I was selected in the diversity visa lottery. But I have been told by an employee at the U.S. embassy that my visa will be denied at my interview because I did not list my ex-husband’s six-year-old son on my online application. The reason I forgot is that the child belongs to another woman with whom my husband had an affair during our marriage. I divorced him when he recognized the baby as his own. Also, the part of the application where I had to list my children said “optional,” so I did not know I really needed to write anything there. Is there a way I can still get my visa?
Unfortunately, it is more likely than not that you will be disqualified from receiving a diversity visa (DV)-based green card.

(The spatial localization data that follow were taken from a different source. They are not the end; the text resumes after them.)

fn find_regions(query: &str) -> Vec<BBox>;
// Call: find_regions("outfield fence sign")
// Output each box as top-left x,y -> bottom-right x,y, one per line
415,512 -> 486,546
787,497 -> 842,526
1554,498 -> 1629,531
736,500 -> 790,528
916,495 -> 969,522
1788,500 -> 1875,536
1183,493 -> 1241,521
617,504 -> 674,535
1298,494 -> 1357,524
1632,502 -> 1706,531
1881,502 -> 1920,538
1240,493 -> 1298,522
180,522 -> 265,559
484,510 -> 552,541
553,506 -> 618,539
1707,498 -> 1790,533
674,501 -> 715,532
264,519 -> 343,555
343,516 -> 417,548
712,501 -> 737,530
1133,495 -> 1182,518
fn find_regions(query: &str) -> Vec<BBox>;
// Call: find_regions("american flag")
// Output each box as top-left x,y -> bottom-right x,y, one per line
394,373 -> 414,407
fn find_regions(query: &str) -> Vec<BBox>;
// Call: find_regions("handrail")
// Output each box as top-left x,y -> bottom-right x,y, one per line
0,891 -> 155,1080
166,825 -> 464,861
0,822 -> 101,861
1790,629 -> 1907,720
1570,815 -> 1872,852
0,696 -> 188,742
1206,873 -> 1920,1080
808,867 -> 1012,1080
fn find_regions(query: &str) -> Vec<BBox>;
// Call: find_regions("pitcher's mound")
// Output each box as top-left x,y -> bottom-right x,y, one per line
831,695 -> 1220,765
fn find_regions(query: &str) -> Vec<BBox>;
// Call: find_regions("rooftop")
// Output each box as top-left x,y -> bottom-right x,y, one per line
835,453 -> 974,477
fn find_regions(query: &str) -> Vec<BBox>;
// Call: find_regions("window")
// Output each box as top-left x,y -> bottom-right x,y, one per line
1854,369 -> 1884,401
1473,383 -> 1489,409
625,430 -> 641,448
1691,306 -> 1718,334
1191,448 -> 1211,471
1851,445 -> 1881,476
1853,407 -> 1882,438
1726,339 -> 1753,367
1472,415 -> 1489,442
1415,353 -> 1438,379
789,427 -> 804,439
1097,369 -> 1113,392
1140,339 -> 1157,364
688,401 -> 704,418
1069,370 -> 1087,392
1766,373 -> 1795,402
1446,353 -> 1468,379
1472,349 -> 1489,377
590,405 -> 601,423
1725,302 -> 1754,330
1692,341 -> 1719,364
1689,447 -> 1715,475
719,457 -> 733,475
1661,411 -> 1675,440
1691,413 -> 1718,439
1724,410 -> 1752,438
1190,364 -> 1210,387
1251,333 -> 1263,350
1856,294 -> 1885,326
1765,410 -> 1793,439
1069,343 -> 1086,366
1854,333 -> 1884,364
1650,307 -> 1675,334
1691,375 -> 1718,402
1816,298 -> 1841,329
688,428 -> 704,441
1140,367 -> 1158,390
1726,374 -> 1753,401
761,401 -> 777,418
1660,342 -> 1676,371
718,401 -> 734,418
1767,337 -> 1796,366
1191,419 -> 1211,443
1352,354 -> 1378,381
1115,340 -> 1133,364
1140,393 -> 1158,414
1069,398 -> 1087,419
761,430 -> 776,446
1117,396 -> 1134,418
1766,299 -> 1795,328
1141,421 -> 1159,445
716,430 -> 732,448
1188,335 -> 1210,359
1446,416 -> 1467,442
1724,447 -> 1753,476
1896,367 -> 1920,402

Still, there might be a tiny chance that your mistake will be forgiven if you can somehow convince your interview officer that the mistake was completely innocent and that there are other good reasons why you should be granted the visa.
In such a situation, the officer would have the option to request an advisory opinion from the Advisory Opinions Division of the Department of State’s Visa Office in Washington, DC. If that opinion is favorable to you, perhaps the requirement that diversity visa applicants list their children in their initial application could be interpreted exceptionally in your favor.
If the interview officer refuses to request an advisory opinion and denies your visa application, you might be able (with the assistance of a U.S.-based attorney) to obtain such an opinion directly. You could then request that the officer reconsider his or her decision based on that opinion.
However, the odds of these scenarios changing things in your favor are small.
First of all, interview officers (and their supervisors at the local embassy or consulate) have absolute discretion to decide whether or not to use or to follow advisory opinions — which seem to be very rarely requested in diversity cases in the first place.
Second of all, though you may have been confused by the language on the application form, the instructions for the form should have been clear enough: They required that you list “all living step-children who are unmarried and under the age of 21 on the date of your electronic entry, even if you are no longer legally married to the child’s parent, and even if the child does not currently reside with you and/or will not immigrate with you.”
(For information on why children born “out of wedlock” can qualify as stepchildren, see also Volume 9, Section 40.1, Note 2.2-1 of the State Department’s Foreign Affairs Manual.) The instructions should also have put you on notice that “failure to list all children who are eligible will result in disqualification of the principal applicant and refusal of all visas in the case at the time of the visa interview.”